Vincent Kiernan—Atomic Bill: A Journalist’s Dangerous Ambition in the Shadow of the Bomb

William Laurence, New York Times science writer and, from 1956-’64, NYT science editor, received two Pulitzer Prizes. In 1934, he helped launch NASW. He also took money from sources to skew stories, Vincent Kiernan asserts in Atomic Bill: A Journalist’s Dangerous Ambition in the Shadow of the Bomb. Laurence focused on serving himself, Kiernan maintains, not the NYT or his readers.

Photo was taken at the home of Ryan Prior. It shows his bookshelf of works that informed and inspired him as as he wrote "The Long Haul"

Ryan Prior—The Long Haul: Solving The Puzzle of the Pandemic’s Long Haulers and How They Are Changing Healthcare Forever

Lingering, often disabling Covid symptoms have spurred attention to aftereffects of Chronic Lyme, ME/CFS, & other persistent diseases, Ryan Prior notes in The Long Haul: Solving The Puzzle of the Pandemic’s Long Haulers and How They Are Changing Healthcare Forever. “Studying why some people get sick and stay sick,” he says, “could be one of the greatest scientific opportunities of our lifetime.”

Photo of bookshelf in Bryn Nelson's office showing some of the reference books for his book, Flush.

Bryn Nelson—Flush: The Remarkable Science of an Unlikely Treasure

The study of human feces can aid disease detection in individuals and communities, help solve crimes, and inform archeological study, Bryn Nelson reports in Flush: The Remarkable Science of an Unlikely Treasure. Fecal transplants increasingly are used to treat digestive disorders. Poop even is a source of green energy. Nelson calls poop “the world’s most squandered and misplaced natural asset.”

Rectangular photo of a row of books on a wooden bookshelf, with many titles related to the earth, environment, and science. A bookend with an antique globe, and a monochrome vintage photo of a couple are visible adjacent.

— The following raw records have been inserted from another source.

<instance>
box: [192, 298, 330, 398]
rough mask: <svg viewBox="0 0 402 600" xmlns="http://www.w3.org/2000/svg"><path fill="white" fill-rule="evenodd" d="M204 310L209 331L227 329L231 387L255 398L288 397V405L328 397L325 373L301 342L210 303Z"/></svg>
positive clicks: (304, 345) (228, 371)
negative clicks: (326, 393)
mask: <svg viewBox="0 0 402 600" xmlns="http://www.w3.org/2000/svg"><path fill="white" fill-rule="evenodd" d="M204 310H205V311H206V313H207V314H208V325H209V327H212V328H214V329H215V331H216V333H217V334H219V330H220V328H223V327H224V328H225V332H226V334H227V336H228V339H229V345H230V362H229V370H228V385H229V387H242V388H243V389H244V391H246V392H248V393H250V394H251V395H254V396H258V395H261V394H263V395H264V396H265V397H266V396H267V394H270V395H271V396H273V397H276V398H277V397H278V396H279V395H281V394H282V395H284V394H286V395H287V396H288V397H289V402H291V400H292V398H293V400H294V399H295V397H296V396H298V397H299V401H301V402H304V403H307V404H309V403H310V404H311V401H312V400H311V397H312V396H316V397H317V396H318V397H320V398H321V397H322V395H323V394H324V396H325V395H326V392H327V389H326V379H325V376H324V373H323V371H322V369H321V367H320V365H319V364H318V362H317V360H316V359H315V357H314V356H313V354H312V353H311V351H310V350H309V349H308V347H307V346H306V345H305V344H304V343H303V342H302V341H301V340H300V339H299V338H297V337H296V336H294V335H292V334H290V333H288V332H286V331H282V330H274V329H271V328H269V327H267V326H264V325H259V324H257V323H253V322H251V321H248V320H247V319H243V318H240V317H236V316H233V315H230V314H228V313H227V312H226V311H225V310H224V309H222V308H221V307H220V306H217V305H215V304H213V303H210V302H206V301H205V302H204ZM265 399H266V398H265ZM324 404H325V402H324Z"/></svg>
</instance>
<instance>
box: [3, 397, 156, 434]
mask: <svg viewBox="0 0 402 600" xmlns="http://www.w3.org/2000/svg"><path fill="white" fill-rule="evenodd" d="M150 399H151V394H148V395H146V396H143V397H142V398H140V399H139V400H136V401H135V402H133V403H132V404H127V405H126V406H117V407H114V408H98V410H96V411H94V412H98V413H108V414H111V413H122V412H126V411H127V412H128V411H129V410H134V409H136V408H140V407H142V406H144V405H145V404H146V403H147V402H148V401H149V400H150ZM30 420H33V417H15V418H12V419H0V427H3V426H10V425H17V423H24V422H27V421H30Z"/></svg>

Madeline Ostrander—At Home on an Unruly Planet: Finding Refuge on a Changed Earth

How do we manage when familiar seasonal changes fade, creeks and lakes dry up, farms and front yards fall arid, ocean temperature rises, and weather becomes hotter, stormier, and more unpredictable? In At Home on an Unruly Planet: Finding Refuge on a Changed Earth, Madeline Ostrander recounts efforts by individuals and groups to rout toxic effects of climate change on the places they call home.

Rectangular photo of a row of books on a wooden bookshelf, with many titles related to the science of pain and children's health, some new and some visibly old.

Rachel Rabkin Peachman—When Children Feel Pain: From Everyday Aches to Chronic Conditions

Needlesticks, though a necessary part of pediatric care, still hurt. Children’s pain, often trivialized or ignored, is not rare and may be chronic, NASW member Rachel Rabkin Peachman and psychologist Anna Wilson report. In When Children Feel Pain: From Everyday Aches to Chronic Conditions, they call for wider use of state-of-the-art pain management and treatment strategies for children.

Closeup photo of a beaver's face, exposing its colored incisors, as it surfaces on a lake.

Jane Park—Hidden Animal Colors

Beavers have orange teeth, an indicator of the iron content that gives them the strength to cut down trees. An Australian lizard flashes its tongue to deter potential predators: the aptly named blue-tongued skink. Some animals dazzle with bright colors while others that seemingly blend into their environment at times may surprise. Jane Park unmasks the latter in her children’s picture book, Hidden Animal Colors.